HC Deb 31 July 1975 vol 896 cc617-8W
Mr. Newens

asked the Secretary of State for Education and Science what are the average levels of strontium-90 present in the bone marrow of children of the same age, born and raised in the United Kingdom, at intervals of five years from 1945 until the present.

Mr. Money

Radiation damage to bone marrow arises primarily from irradiation of the marrow by strontium-90 in the adjoining bony tissue. There is no direct information on strontium-90 levels in human bone marrow but data on the levels in bony tissue between 1959 and 1970 were published in the Medical Research Council's Monitoring Report Series, and between 1955–56 and 1959 by the United Kingdom Atomic Energy Authority.
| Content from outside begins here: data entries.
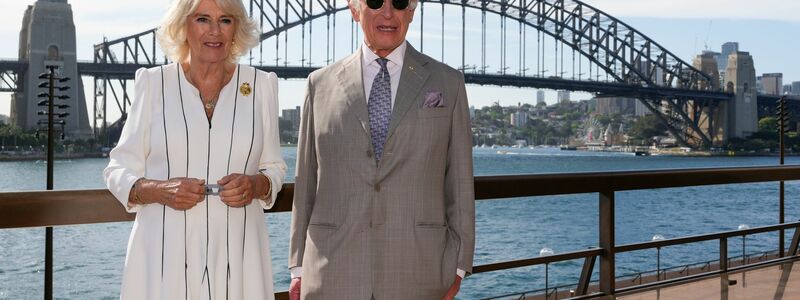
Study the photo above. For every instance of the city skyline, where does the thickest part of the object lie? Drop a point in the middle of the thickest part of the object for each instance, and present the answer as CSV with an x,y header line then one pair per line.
x,y
761,30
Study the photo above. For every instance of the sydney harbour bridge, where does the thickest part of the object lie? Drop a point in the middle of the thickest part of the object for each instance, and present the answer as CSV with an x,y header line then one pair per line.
x,y
549,44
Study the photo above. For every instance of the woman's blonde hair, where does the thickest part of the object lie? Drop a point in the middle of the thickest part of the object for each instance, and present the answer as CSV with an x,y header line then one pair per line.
x,y
172,32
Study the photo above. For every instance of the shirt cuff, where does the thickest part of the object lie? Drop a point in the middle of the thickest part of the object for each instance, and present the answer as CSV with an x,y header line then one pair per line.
x,y
297,272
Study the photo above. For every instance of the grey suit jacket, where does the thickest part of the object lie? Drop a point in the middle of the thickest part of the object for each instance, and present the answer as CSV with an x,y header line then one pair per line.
x,y
394,229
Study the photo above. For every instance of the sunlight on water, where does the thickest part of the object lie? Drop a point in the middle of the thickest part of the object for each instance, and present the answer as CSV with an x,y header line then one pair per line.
x,y
88,259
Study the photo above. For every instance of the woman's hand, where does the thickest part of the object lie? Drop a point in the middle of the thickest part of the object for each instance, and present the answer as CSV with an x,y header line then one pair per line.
x,y
178,193
238,190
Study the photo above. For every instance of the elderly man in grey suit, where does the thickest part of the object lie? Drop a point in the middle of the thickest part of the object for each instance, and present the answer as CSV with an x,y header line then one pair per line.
x,y
383,202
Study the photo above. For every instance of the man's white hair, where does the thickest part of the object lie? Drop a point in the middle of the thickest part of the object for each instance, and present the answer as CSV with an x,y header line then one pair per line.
x,y
412,4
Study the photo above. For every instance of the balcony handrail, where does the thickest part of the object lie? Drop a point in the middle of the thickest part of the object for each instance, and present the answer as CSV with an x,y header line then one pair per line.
x,y
703,237
71,207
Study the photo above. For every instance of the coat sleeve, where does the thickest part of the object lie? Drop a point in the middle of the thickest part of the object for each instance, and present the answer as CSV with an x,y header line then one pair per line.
x,y
271,163
459,181
128,158
305,181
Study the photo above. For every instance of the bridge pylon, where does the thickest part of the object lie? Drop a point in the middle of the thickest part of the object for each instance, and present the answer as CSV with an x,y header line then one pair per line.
x,y
47,38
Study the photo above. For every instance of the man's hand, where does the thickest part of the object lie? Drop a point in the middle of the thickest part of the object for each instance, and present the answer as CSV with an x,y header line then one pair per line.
x,y
453,291
294,289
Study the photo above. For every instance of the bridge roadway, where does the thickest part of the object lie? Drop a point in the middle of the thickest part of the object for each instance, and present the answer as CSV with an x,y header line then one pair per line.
x,y
126,72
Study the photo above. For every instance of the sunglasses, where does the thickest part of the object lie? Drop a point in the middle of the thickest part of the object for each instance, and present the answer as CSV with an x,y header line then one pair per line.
x,y
397,4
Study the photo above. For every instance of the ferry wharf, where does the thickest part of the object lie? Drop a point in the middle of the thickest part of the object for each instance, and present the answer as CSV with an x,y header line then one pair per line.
x,y
771,275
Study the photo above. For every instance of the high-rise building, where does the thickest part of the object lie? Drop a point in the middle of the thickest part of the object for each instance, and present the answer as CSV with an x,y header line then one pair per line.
x,y
742,113
727,49
519,119
722,59
772,83
292,115
563,96
540,98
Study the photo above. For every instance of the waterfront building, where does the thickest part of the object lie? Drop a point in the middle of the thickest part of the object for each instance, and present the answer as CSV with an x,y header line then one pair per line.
x,y
722,60
293,115
772,83
742,113
519,119
563,96
616,105
540,98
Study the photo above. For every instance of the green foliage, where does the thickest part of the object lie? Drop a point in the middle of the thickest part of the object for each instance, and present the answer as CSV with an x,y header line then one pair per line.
x,y
647,127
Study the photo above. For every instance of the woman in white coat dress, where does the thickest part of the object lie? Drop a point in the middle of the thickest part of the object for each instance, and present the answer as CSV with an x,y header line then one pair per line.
x,y
198,161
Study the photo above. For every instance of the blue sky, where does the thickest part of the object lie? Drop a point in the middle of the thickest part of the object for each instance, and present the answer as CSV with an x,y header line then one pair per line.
x,y
768,29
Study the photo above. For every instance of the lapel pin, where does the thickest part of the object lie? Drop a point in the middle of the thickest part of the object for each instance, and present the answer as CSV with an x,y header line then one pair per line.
x,y
245,89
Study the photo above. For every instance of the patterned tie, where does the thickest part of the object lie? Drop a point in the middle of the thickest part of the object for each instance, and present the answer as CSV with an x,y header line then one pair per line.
x,y
380,107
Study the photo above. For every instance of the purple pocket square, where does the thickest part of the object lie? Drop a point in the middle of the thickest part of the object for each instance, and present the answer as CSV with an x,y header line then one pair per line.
x,y
433,100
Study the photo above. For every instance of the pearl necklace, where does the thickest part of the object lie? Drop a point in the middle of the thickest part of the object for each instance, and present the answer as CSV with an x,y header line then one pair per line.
x,y
210,104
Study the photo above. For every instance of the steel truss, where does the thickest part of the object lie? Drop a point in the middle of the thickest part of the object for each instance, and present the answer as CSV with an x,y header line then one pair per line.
x,y
626,55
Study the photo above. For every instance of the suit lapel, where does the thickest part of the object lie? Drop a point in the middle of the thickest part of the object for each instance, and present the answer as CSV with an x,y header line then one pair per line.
x,y
350,79
412,79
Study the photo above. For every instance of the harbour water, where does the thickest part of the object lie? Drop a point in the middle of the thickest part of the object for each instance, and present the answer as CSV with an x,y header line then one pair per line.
x,y
88,259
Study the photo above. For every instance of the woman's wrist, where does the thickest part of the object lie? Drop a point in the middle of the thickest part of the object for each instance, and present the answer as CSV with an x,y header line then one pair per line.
x,y
135,195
No measurements on bone were made before 1955 but environmental levels were extremely low before 1954. The bone samples were from individuals who died in the United Kingdom but there is no information on where they were born and raised. Mean levels of strontium-90 in samples from children up to five years of age—excluding still-births and neonatal deaths—are given below for approximate intervals of five years up to 1970:

Year Bone Sr-90 concentration (picocuries per gram calcium)
1945
1950 Very low
1956* 0.8
1960 2.9
1965 6.6
1970 2.1
* No figures available for 1955.

Collection of bone samples stopped after 1970 because information accumulated over the previous 15 years had revealed that the strontium-90 level in bone could be estimated satisfactorily if general environmental levels in air, vegetation and milk were known.